L'Unione europea infligge un nuovo colpo ai colossi tech a stelle e strisce e lo fa aprendo un'indagine per valutare se il modo in cui Meta sta attuando le funzionalità di intelligenza artificiale su WhatsApp violi le norme sulla concorrenza.
L’indagine
A finire nel mirino dell'Antitrust europea è la nuova politica riguardante la WhatsApp Business Solution, la versione dell'app di messaggistica pensata per le imprese che consente di comunicare con i clienti. Una politica inaugurata a ottobre quando Menlo Park ha modificato i termini di servizio, i cosiddetti “Business Solution Terms”, che le società devono sottoscrivere per usare la piattaforma.
Il punto contestato riguarda la clausola che vieta ai fornitori di IA di usare la WhatsApp Business Solution quando l'AI è il servizio principale offerto. E questo mentre MetaAI, il servizio offerto da Menlo Park, resta accessibile agli utenti sulla piattaforma. Per semplificare: il sospetto è che Meta impedisca ai concorrenti di offrire chatbot diversi da MetaAI tramite la piattaforma. La mossa del colosso tech si affianca peraltro alla graduale integrazione di Meta AI in app come WhatsApp, Instagram, Messenger e Facebook.
Le norme
Da qui l'esigenza di intervenire rapidamente per «prevenire qualsiasi possibile danno irreparabile alla concorrenza nel settore dell'AI», ha spiegato la vice presidente della Commissione Teresa Ribera, responsabile dell'Antitrust. La spagnola ha insistito sulla necessità di «garantire che i cittadini e le imprese europee possano beneficiare appieno di questa rivoluzione tecnologica e di agire per impedire che i grandi operatori digitali dominanti abusino del loro potere per estromettere i concorrenti innovativi» specie in un momento come questo, in cui i mercati dell'AI sono in forte espansione in Europa e nel mondo.
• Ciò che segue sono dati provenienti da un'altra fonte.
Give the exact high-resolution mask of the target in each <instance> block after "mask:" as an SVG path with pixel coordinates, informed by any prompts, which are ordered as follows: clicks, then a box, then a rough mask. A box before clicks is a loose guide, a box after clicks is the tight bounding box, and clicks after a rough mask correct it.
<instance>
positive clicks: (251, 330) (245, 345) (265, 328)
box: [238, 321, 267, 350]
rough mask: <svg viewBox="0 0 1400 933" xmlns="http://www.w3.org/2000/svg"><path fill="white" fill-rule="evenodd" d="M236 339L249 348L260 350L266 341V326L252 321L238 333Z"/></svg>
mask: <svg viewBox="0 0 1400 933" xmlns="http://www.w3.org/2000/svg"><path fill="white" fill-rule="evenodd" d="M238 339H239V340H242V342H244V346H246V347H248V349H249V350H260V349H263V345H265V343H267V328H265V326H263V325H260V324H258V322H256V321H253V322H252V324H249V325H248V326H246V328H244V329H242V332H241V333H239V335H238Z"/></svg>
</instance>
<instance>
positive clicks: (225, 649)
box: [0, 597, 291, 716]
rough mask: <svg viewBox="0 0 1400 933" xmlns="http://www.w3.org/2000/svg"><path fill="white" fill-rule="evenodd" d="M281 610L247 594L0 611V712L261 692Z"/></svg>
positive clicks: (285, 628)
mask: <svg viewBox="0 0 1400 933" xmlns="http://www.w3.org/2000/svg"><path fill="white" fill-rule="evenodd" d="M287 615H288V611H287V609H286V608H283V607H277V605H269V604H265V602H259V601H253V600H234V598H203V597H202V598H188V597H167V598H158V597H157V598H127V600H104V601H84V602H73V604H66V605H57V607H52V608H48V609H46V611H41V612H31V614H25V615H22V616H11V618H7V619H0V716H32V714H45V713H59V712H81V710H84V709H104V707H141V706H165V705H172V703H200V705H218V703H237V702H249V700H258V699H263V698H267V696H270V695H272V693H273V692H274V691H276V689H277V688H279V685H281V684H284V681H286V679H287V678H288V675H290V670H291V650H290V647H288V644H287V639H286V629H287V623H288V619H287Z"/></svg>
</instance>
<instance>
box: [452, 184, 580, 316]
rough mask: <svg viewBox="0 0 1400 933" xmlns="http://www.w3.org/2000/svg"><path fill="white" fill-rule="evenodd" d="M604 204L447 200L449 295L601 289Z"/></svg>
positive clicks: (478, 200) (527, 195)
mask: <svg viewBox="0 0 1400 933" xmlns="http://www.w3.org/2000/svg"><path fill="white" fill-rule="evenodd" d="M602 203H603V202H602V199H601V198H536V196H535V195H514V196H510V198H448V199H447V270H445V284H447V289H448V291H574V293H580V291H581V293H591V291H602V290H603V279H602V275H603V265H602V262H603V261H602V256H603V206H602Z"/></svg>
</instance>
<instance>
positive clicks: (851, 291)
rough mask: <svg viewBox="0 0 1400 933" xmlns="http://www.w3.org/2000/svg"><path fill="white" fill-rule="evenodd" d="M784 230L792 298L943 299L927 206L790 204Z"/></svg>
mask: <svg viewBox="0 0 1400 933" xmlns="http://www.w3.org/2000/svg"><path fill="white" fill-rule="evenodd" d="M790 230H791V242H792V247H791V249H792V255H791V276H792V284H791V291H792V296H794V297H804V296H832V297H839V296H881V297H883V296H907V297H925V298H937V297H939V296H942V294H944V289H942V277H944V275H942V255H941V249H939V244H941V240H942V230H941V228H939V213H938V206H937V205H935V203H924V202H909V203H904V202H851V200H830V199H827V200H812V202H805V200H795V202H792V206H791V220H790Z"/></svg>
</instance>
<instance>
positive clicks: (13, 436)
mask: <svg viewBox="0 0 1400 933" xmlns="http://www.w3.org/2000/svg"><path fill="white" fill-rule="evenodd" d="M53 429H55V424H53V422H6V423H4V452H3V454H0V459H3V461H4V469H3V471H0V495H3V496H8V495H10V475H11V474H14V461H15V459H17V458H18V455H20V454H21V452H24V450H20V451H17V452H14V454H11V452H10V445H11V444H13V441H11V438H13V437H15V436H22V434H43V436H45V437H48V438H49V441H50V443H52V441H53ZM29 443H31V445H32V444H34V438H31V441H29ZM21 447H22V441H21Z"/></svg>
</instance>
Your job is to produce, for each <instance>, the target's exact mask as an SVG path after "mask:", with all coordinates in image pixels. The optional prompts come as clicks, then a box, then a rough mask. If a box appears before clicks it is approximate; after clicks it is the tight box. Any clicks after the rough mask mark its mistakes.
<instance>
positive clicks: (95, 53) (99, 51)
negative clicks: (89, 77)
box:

«Queste affermazioni sono infondate», ha replicato un portavoce di Meta. «L’emergere di chatbot basati sull'AI sulla nostra Api aziendale (l'insieme di regole che consente a diversi sistemi software di comunicare e scambiare dati) mette a dura prova i nostri sistemi, cosa che non erano stati progettati per supportare». Prima di Bruxelles, è stata l’Agcom italiana a voler vedere chiaro in questa vicenda.